Large Language Models in Medicine: Capabilities, Limitations, and the Path Forward
A comprehensive review establishing what LLMs can and cannot do in healthcare, providing the evidence base for informed clinical adoption.
What They Studied
Thirunavukarasu and colleagues conducted a comprehensive review of the state of large language models in medicine, examining their demonstrated capabilities across clinical tasks, their known limitations, and the regulatory and ethical considerations surrounding their deployment. The review synthesized evidence from across healthcare disciplines to map where LLMs show genuine promise and where caution is warranted.
What They Found
- LLMs demonstrated strong performance on medical knowledge assessments, with models like GPT-4 passing USMLE-style examinations and performing at or above average physician level on many knowledge-based tasks.
- Clinical reasoning capabilities were inconsistent: models could generate plausible-sounding explanations but sometimes arrived at conclusions through pattern matching rather than genuine clinical logic.
- Significant bias risks were identified, including underrepresentation of minority populations in training data and the potential to perpetuate existing healthcare disparities.
- LLMs showed particular promise in administrative and documentation tasks, where the stakes of minor errors are lower than in direct diagnostic decision-making.

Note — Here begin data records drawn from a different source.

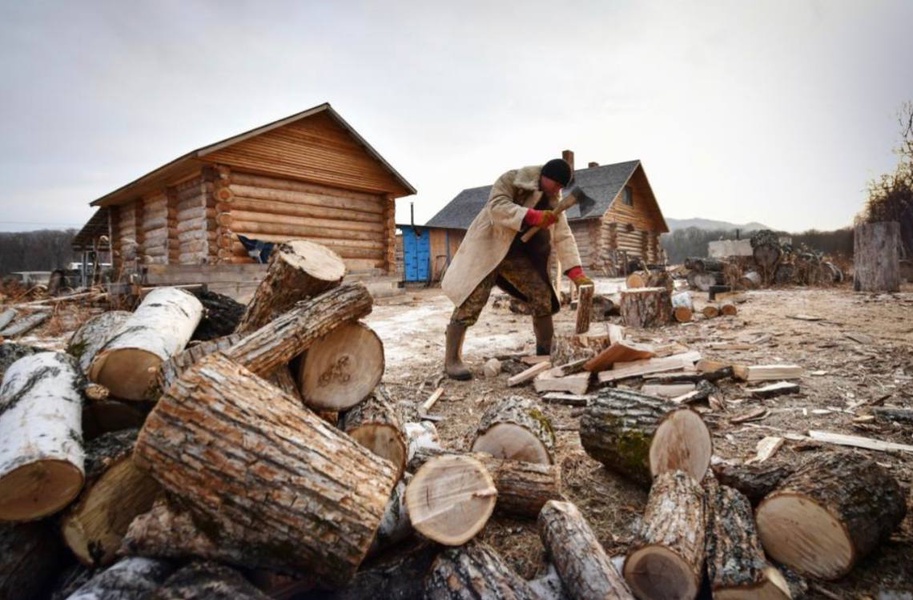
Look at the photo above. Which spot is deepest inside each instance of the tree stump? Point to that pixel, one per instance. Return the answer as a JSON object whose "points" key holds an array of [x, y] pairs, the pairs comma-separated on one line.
{"points": [[377, 424], [640, 436], [516, 428], [293, 332], [341, 368], [115, 492], [646, 307], [297, 270], [668, 560], [261, 472], [158, 329], [834, 510], [736, 565], [129, 579], [876, 257], [92, 335], [523, 487], [450, 499], [585, 569], [41, 454], [474, 571], [210, 580]]}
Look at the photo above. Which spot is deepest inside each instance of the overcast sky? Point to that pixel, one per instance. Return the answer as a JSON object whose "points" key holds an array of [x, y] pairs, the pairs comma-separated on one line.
{"points": [[773, 111]]}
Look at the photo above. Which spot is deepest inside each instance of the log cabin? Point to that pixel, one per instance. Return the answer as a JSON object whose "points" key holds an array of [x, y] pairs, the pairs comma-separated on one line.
{"points": [[308, 176], [623, 227]]}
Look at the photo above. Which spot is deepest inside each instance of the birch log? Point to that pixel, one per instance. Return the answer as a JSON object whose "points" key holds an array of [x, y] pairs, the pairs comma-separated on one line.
{"points": [[157, 330], [585, 569], [41, 455], [297, 270], [263, 473]]}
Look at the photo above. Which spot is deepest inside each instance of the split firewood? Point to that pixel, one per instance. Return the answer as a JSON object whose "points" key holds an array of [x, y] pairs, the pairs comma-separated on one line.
{"points": [[30, 555], [115, 492], [450, 499], [523, 487], [377, 424], [474, 570], [293, 332], [341, 368], [210, 580], [753, 480], [285, 498], [668, 559], [128, 579], [41, 454], [646, 307], [640, 436], [585, 569], [297, 270], [736, 565], [92, 335], [128, 363], [828, 515], [516, 428]]}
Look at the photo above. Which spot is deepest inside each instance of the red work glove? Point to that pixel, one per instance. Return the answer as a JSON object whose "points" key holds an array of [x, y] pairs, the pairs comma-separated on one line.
{"points": [[577, 275], [540, 218]]}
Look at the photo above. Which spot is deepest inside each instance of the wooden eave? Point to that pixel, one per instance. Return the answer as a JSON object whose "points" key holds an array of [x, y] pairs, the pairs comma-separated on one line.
{"points": [[191, 163]]}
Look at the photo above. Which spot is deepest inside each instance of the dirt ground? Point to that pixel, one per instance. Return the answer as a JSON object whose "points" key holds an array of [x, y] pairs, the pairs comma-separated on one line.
{"points": [[856, 350]]}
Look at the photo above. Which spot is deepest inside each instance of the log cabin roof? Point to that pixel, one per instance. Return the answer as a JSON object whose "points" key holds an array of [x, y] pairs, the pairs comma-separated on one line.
{"points": [[602, 183], [190, 163]]}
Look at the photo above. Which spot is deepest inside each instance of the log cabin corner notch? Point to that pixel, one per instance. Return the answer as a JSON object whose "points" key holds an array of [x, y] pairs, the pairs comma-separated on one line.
{"points": [[308, 176], [625, 224]]}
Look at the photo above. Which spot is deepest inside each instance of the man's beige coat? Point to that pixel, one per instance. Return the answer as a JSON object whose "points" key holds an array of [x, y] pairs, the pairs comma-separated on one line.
{"points": [[489, 236]]}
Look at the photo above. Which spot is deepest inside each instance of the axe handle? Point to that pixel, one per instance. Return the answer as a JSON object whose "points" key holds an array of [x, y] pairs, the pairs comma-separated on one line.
{"points": [[565, 204]]}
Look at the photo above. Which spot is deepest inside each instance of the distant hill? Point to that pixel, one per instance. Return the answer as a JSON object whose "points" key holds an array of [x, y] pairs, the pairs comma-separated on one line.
{"points": [[710, 224]]}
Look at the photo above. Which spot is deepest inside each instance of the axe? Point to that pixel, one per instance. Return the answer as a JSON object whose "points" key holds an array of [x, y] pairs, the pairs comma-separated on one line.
{"points": [[575, 196]]}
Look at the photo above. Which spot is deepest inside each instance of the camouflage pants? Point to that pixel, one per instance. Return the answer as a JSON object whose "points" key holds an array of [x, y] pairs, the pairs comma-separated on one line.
{"points": [[522, 274]]}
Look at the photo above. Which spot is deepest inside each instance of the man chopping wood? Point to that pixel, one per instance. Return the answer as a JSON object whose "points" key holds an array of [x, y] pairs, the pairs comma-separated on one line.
{"points": [[494, 253]]}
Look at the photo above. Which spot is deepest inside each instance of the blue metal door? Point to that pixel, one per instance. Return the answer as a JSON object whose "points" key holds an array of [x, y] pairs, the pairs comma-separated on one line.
{"points": [[416, 254]]}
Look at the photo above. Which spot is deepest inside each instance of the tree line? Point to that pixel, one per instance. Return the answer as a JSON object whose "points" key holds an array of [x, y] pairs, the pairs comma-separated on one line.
{"points": [[43, 250]]}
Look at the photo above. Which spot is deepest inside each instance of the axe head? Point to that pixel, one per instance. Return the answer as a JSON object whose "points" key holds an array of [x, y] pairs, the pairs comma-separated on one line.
{"points": [[577, 196]]}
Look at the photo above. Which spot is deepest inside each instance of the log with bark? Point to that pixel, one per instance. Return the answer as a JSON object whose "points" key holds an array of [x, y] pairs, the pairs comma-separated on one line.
{"points": [[736, 565], [158, 329], [450, 499], [473, 571], [377, 424], [523, 487], [640, 436], [293, 332], [340, 369], [261, 473], [646, 307], [115, 492], [833, 511], [585, 569], [210, 580], [516, 428], [30, 555], [297, 270], [667, 560], [41, 453], [129, 579]]}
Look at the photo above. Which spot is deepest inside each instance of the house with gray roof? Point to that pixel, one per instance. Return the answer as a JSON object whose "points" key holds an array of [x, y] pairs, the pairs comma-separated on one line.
{"points": [[625, 224]]}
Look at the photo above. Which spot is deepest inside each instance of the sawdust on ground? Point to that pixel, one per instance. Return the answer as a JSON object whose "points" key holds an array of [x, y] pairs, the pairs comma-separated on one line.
{"points": [[856, 350]]}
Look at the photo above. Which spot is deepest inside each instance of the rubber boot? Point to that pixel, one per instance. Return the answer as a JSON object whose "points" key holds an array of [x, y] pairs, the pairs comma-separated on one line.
{"points": [[453, 358], [545, 331]]}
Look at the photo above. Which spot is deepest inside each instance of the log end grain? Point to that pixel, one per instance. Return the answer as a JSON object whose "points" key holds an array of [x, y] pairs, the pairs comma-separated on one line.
{"points": [[38, 489]]}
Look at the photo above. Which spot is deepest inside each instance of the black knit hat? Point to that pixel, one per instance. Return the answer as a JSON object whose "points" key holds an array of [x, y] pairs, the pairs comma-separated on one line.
{"points": [[558, 170]]}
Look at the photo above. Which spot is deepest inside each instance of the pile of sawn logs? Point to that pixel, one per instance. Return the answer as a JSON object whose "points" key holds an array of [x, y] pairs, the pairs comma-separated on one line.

- The review emphasized that regulatory frameworks for AI in medicine lag significantly behind the pace of development and clinical adoption.
Methodology
This was a narrative review synthesizing published literature, preprints, and technical reports on LLMs in healthcare through 2023. The authors drew from clinical validation studies, benchmark evaluations, and policy analyses. As a review rather than an original study, it reflects the authors’ interpretation of a rapidly evolving evidence base.
What This Means for SLPs
- This paper provides the foundational knowledge for understanding what these tools realistically can and cannot do. Essential reading before adopting any AI tool.

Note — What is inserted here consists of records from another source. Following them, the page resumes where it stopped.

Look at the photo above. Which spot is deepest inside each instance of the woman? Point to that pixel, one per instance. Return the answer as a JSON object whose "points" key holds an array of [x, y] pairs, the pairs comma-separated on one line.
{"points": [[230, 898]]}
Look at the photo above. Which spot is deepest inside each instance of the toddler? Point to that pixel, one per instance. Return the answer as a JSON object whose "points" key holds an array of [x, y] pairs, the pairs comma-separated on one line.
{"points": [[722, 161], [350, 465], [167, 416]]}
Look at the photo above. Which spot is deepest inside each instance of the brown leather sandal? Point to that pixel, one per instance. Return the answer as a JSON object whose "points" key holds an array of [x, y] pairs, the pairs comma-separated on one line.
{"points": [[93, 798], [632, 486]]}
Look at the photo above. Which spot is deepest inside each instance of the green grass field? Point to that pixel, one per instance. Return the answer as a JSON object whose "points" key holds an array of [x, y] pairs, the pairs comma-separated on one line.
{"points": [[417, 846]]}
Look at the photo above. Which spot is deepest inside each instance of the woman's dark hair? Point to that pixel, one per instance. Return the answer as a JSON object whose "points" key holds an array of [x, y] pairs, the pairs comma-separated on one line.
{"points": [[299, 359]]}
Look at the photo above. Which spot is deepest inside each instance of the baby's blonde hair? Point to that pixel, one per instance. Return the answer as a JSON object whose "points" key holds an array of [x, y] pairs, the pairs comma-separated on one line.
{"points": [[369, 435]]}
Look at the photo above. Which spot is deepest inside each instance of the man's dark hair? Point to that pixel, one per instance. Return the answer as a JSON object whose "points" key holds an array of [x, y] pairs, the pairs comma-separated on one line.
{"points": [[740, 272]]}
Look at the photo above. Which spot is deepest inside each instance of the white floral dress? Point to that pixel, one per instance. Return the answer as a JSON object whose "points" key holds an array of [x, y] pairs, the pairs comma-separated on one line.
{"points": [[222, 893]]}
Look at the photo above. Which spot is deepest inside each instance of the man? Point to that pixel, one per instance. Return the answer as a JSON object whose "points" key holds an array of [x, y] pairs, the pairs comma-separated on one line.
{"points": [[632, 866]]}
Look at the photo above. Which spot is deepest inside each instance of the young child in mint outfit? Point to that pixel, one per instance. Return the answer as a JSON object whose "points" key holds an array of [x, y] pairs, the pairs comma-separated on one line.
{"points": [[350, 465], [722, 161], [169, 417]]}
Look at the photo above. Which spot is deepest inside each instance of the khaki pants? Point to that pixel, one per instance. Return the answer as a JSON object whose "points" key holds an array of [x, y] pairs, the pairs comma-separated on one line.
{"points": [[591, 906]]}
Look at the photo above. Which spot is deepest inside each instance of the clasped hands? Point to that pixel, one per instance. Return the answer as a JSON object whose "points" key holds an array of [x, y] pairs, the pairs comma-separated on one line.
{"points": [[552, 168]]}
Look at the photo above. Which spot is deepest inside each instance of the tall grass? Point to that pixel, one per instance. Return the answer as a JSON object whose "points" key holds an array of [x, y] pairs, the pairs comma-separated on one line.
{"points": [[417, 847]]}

- The finding that LLMs excel at documentation and administrative tasks more than clinical reasoning aligns with the recommended “copilot” approach for SLP practice.
- Bias risks are real and relevant. SLPs working with linguistically diverse populations need to be especially cautious about AI-generated recommendations that may reflect training data biases.

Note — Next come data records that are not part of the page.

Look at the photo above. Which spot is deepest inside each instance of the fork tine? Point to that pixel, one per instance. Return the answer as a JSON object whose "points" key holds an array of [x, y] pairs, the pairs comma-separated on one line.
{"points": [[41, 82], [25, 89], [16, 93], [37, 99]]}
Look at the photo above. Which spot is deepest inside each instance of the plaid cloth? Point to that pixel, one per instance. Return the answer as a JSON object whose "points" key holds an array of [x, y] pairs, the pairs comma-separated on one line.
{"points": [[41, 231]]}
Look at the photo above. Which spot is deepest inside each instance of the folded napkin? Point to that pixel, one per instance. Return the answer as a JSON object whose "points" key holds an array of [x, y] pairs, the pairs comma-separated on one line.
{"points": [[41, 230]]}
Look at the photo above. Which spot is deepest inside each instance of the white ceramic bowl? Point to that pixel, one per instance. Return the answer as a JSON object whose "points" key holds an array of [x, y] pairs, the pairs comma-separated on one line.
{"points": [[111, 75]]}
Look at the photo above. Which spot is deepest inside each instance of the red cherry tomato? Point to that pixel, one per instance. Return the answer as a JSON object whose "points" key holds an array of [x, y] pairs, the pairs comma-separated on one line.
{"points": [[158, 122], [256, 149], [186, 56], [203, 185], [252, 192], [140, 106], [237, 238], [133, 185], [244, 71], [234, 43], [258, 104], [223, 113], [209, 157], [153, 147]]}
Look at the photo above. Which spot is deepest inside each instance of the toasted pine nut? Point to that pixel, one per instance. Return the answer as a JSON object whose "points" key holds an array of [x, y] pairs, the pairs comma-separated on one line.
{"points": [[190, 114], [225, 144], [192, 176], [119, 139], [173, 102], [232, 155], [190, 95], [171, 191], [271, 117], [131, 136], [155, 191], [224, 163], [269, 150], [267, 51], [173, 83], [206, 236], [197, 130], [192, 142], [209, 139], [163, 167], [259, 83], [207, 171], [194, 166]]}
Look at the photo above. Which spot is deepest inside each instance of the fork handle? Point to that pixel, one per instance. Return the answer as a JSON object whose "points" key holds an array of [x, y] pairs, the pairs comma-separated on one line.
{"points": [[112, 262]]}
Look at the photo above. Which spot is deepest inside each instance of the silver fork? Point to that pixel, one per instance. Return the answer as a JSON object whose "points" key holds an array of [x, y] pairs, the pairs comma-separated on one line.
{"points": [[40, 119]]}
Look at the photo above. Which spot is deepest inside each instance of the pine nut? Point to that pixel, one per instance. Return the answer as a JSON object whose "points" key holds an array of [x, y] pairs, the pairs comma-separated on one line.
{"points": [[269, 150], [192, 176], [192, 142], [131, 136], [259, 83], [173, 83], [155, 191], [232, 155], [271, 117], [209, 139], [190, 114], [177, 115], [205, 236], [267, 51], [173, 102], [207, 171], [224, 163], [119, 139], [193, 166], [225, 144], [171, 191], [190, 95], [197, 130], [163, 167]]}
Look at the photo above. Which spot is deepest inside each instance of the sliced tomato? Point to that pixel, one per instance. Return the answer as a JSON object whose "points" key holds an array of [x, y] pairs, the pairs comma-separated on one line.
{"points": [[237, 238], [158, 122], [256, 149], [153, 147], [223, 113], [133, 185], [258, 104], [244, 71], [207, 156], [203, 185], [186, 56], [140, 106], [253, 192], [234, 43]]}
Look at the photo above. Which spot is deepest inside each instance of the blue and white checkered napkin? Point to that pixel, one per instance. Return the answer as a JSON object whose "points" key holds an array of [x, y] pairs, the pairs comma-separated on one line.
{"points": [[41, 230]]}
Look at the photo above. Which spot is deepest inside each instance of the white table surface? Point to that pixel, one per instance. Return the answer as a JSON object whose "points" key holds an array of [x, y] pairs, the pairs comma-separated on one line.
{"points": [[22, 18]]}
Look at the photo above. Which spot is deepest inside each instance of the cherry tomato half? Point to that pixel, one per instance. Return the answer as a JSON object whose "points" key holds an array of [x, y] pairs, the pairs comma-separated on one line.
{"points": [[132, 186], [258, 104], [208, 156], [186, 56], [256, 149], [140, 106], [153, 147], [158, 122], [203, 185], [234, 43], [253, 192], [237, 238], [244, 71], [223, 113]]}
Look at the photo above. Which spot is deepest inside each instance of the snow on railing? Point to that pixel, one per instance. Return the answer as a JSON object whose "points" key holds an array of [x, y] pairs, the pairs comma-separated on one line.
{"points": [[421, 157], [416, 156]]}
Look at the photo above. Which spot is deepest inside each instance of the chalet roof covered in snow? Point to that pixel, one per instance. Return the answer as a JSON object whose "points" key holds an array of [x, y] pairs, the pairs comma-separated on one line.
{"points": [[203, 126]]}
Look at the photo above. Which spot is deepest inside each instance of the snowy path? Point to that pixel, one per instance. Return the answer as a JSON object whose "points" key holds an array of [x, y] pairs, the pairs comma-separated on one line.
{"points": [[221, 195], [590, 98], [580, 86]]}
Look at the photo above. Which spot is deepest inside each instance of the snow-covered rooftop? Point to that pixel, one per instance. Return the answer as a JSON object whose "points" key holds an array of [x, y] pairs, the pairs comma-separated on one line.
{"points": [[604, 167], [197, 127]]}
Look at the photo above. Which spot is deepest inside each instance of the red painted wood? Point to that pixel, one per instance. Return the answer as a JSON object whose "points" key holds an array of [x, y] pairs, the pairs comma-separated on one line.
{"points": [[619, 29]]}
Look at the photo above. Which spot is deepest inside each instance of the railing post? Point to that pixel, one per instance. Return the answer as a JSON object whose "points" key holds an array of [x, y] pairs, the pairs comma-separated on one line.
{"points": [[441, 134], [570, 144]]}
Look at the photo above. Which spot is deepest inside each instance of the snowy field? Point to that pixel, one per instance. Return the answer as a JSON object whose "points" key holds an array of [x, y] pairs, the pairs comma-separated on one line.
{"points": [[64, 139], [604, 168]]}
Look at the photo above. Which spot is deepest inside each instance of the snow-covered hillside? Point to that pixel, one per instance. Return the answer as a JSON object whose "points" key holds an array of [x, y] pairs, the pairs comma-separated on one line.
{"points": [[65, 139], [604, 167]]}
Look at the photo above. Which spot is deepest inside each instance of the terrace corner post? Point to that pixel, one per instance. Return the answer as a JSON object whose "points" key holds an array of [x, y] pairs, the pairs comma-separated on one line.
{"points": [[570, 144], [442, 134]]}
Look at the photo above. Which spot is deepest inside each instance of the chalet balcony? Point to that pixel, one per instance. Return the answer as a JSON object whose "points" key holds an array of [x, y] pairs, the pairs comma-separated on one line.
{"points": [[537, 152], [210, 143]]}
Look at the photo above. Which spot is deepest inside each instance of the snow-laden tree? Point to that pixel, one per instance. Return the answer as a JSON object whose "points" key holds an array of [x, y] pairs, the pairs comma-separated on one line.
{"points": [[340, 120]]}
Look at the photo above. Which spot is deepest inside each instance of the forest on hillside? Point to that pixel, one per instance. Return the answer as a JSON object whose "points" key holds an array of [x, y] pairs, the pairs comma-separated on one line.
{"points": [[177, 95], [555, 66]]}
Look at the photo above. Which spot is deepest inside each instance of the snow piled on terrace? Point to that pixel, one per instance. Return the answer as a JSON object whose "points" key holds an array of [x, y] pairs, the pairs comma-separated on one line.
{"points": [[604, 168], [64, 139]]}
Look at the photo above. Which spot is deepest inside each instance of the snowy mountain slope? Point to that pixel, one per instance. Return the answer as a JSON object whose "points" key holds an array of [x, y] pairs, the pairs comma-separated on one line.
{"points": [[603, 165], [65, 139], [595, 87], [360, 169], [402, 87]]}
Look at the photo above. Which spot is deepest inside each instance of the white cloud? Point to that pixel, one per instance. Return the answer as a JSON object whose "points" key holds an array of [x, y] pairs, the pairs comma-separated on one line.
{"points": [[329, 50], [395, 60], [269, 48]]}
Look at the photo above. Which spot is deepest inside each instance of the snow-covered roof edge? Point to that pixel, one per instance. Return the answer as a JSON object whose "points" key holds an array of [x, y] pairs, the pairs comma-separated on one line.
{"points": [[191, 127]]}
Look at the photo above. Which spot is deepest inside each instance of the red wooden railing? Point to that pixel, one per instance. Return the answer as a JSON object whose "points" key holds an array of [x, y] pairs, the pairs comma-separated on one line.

- The gap between AI capability and regulatory oversight means that individual clinicians currently bear significant responsibility for vetting AI outputs.
- Understanding LLM limitations helps SLPs set appropriate expectations when institutions push for AI adoption.
Limitations to Keep in Mind
- As a 2023 review, some findings may not reflect the capabilities of more recent models, which continue to evolve rapidly.
- The review focused broadly on medicine. Speech-language pathology was not specifically addressed, and SLP-specific evidence remains limited.
- Much of the reviewed literature came from benchmark tests rather than real-world clinical deployment studies.
The Bottom Line
LLMs show genuine promise for healthcare documentation and knowledge tasks, but their clinical reasoning is inconsistent and their bias risks are real, making informed, cautious adoption essential.